È obbligatorio per le acciaierie italiane approvvigionarsi di energia nucleare, senza non si può neanche pensare di produrre l’acciaio green. Dal 2026 ci sarà un’ulteriore inasprimento delle politiche climatiche europee con la riduzione delle allocazioni gratuite delle emissioni di CO2, di cui hanno beneficiato sinora i settori più complessi da aggiornare. E contestualmente verrà introdotto il CBAM per proteggere le acciaierie europee – la normativa che dovrebbe scoraggiare le importazioni di prodotti “ad alte emissioni” in Europa da paesi meno attenti alle questioni ambientali –. La filiera siderurgica fa quindi benissimo a tutelarsi, mi dispiace solo per il fatto che le acciaierie italiane si riforniscano di energia prodotta in Francia: questo, secondo me, è una sconfitta per il Paese.
Se in Italia non abbiamo voluto e non vogliamo le centrali nucleari, però, da qualche parte dobbiamo andare a prendere l’elettricità che ci serve.
Certo, è veramente un controsenso.
Da dove proviene oggi l’energia di backup che alimenta le nostre industrie?
Principalmente proviene dal gas e oggi questa quota può essere garantita solamente da fonti fossili. Le rinnovabili non sono in grado di poter gestire regolarità di consumo e quindi si hanno situazioni in cui un eccesso di offerta di energia da rinnovabili può anche spingere il prezzo sotto zero. Sono dinamiche di cui, però, non beneficia l’industria perché l’energia non può essere regolarmente immagazzinata e viene dispersa. Tutti i sistemi hanno bisogno di una fonte capace di gestire i picchi di consumo: per l’Italia è il gas, per la Germania il carbone. Il nucleare potrebbe rappresentare un’alternativa a questo e molto altro, visto che è anche pulito.
In questo periodo si è parlato molto di “Comunità energetiche rinnovabili” come di una rivoluzione possibile. È una soluzione che coinvolge le industrie?
Non in maniera decisiva. L’industria ha bisogno di grosse quantità di energia, l’aver perso il polso della produzione sta dando spazio ad una generazione di analisti che ha perso il senso della realtà: un’industria metalmeccanica ha bisogno di tanta energia e con regolarità, il resto va tutto bene ma è fondamentalmente un accessorio. Oggi non si può prescindere dal fossile o dal nucleare, finché non arriviamo a questa conclusione continueremo ad assistere ad una progressiva deindustrializzazione dell’Europa.

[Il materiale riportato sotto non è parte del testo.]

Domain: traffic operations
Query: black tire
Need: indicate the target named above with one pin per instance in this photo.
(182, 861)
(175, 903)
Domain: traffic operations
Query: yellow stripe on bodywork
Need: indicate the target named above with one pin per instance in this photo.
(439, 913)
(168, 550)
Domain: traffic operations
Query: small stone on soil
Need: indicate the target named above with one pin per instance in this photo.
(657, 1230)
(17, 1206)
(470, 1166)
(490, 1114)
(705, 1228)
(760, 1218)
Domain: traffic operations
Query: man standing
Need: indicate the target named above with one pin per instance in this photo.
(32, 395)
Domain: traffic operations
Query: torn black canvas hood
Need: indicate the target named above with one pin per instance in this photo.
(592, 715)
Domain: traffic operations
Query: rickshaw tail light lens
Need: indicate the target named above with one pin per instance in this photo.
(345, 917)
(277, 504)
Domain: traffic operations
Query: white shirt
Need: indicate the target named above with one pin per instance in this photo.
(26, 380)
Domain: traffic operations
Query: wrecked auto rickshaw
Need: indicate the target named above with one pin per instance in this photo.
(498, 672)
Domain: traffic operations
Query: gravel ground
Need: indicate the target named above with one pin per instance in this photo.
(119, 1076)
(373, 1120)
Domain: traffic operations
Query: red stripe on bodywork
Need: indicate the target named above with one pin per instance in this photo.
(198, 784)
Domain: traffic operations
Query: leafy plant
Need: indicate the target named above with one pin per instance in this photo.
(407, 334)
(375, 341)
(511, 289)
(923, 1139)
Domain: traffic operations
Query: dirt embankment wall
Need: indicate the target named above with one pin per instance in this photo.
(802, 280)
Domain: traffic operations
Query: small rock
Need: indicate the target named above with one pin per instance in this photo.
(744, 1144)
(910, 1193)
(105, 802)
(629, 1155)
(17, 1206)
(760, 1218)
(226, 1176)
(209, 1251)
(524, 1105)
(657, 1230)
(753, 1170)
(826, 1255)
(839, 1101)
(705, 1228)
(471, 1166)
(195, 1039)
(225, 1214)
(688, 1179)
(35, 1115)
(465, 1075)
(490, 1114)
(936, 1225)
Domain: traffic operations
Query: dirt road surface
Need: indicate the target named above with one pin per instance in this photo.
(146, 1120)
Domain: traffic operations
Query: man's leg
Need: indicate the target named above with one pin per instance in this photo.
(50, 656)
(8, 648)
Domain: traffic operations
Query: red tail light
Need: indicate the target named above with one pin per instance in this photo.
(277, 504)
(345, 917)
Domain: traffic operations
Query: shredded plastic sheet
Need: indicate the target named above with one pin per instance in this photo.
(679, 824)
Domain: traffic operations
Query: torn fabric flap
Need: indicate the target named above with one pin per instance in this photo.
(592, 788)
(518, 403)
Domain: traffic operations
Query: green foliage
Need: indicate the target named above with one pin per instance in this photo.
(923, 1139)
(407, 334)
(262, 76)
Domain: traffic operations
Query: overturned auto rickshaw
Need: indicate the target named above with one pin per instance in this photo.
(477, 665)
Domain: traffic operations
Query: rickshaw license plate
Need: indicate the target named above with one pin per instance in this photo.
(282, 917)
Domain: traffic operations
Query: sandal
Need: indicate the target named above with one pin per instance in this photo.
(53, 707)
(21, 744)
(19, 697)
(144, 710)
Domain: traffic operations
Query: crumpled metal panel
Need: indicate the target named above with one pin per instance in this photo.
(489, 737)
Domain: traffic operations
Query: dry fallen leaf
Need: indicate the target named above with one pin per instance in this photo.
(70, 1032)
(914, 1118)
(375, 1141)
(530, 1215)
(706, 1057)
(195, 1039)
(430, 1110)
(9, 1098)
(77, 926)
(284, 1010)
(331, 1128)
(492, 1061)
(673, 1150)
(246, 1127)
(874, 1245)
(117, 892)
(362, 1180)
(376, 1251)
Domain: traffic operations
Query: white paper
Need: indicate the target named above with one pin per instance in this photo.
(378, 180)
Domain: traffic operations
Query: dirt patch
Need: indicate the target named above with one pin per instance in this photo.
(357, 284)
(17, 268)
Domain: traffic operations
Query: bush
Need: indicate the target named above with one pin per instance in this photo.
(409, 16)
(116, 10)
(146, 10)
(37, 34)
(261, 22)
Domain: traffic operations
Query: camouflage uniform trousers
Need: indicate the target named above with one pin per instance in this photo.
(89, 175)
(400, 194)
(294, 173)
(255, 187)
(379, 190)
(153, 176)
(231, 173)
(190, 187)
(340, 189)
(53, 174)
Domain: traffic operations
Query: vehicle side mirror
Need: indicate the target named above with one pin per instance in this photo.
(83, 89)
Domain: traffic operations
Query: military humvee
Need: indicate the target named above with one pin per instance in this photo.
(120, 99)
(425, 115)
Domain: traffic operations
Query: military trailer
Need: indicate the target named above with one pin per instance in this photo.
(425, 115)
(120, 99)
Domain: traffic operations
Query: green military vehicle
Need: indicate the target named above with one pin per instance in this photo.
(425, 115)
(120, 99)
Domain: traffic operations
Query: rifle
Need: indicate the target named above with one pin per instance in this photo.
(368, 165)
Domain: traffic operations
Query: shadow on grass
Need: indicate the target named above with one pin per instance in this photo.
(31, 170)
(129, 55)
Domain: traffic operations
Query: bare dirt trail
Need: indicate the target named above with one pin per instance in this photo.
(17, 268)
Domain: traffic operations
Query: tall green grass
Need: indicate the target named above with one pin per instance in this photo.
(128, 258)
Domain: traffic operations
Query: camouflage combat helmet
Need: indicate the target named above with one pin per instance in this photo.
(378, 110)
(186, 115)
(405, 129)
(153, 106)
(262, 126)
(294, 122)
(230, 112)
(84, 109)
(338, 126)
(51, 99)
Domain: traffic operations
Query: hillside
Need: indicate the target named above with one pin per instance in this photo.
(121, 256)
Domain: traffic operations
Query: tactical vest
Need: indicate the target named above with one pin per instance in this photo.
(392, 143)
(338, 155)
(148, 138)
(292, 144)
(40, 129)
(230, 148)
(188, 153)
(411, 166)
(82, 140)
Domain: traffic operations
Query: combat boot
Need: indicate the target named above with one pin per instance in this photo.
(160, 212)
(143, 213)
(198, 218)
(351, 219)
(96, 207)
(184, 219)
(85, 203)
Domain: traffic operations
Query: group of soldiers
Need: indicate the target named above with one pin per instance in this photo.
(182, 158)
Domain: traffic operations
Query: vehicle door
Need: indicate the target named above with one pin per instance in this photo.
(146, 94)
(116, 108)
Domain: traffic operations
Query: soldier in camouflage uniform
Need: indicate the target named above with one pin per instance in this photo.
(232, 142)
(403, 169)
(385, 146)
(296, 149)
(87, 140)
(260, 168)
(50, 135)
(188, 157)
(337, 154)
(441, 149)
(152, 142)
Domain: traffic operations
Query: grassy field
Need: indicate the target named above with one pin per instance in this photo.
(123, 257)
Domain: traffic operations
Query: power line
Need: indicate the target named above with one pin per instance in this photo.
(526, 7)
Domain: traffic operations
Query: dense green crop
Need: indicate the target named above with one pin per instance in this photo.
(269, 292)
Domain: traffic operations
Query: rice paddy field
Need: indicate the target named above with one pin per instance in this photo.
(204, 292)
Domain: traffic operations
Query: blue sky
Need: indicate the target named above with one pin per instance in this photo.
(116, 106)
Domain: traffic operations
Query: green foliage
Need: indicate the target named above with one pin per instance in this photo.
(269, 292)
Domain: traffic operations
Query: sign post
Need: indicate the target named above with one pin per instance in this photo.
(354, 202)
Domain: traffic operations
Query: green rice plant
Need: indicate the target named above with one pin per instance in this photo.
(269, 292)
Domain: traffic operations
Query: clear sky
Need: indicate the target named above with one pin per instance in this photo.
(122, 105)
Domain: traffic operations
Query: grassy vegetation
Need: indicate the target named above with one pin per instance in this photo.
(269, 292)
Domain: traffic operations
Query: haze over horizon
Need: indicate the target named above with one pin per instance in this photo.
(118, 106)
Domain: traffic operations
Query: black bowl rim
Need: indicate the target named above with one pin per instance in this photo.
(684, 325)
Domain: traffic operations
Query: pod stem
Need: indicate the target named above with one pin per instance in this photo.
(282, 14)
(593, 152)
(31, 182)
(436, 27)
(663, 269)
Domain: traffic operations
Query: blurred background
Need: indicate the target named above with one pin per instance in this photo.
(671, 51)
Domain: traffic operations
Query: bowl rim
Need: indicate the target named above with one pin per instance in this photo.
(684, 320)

E il Governo in questa partita come si sta muovendo?
Dovrebbe avere più coraggio. Sta facendo dei passi avanti sul nucleare, ma non aiuta il fatto che l’Unione Europea faccia orecchie da mercante lasciando che ogni paese, in base ai propri spazi fiscali, si gestisca la propria politica energetica. L’Italia, che questo spazio fiscale l’ha limitato, fa fatica a mettere il piede sull’acceleratore.
Un’accelerazione che, anche secondo il memorandum d’intesa, si prefigura anche come tecnologica.
Sì, ma non bisogna solo aspettare i piccoli reattori; gli impianti di terza generazione vanno benissimo anche perché, con questa scusa che bisogna aspettare la quarta generazione, assistiamo ad un ulteriore rinvio. Bisogna parlare, creare un consenso a livello della popolazione, spiegare che qui si sta prendendo un grosso abbaglio se si pensa che il futuro del Paese possa reggere solamente col turismo, con la sagra del lardo e con la festa della porchetta.
Il Governo, insomma, dovrebbe essere più coraggioso nel portare avanti la questione energetica e industriale.
Pensiamo che il benessere che abbiamo sia fondamentalmente scritto sulla pietra, garantito, scontato, ma così non è, e per questo bisogna sviluppare una politica industriale che tuteli gli approvvigionamenti di materia prima, dotandoci di una maggiore autonomia strategica attraverso il nucleare. Però mi rendo conto che i problemi fiscali ci siano, che il Governo sta seguendo un’attenta politica sul fronte del controllo dei costi e va benissimo, ma senza investimenti, senza nucleare e senza diversificare le fonti di approvvigionamento sulle materie prime e sull’energia non ci sarà un futuro industriale per il Paese. Attenzione, quindi, a giocare troppo di rimessa aspettando la prossima crisi perché poi rischiamo che sia troppo tardi.